Figure 9.. Glucocorticoid induces expression of a pattern-recognition receptor.

(A) THP-1^control and THP-1^GR-KD macrophages were left untreated or pre-treated with dexamethasone (1 μM) for 24 hours, followed by immunoblotting of the whole-cell lysates for TLR2 (top). The same membrane was stripped and immunblotted for β-actin (bottom). Data shown in representative of three independent experiments. (B) Relative densitometric measurement of TLR2 protein normalized for β-actin. Data shown are the mean density (arbitrary units) of three independent experiments. *p<0.05, **p<0.01, ***p<0.001. p values for the THP-1^GR-KD cells are in comparison to their corresponding THP-1^control cells.

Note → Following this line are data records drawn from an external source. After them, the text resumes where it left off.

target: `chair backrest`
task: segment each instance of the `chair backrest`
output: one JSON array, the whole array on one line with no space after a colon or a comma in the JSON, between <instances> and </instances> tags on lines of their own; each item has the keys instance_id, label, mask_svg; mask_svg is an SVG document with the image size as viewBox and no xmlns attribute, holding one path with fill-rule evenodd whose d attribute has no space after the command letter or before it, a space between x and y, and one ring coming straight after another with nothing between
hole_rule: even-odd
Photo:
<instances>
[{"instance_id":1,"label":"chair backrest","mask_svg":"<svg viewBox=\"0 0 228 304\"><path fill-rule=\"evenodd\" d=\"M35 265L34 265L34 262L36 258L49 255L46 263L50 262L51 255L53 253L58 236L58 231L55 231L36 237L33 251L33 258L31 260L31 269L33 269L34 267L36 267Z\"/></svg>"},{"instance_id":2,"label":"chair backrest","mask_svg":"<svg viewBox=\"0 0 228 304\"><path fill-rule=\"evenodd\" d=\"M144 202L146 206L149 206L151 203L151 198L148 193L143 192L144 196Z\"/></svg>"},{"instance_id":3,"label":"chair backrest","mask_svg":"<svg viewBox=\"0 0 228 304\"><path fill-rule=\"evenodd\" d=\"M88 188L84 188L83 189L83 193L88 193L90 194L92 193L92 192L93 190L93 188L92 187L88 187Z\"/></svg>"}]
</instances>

Figure 10.. Illustration of the key findings and hypotheses of the AAT–GR interactions.

(A) Summarizing the key findings, alpha-1-antitrypsin–glucocorticoid receptor (AAT–GR) interaction inhibits nuclear factor-kappa B (NFκB) activation and interleukin-8 (IL-8) production, induces angiopoietin-like 4 (ANGPTL4), and enhances macrophage control of mycobacteria. (B) Several hypotheses of how AAT–GR interaction may affect cellular function: (1) AAT may shuttle GR between the nuclear and cytoplasmic compartments; (2) AAT may facilitate disassembly of GR–chaperone complexes; (3) AAT may stabilize transcriptional complexes of GR–transcription factor (TF, orange structure) or locally modulate the activity of proteases.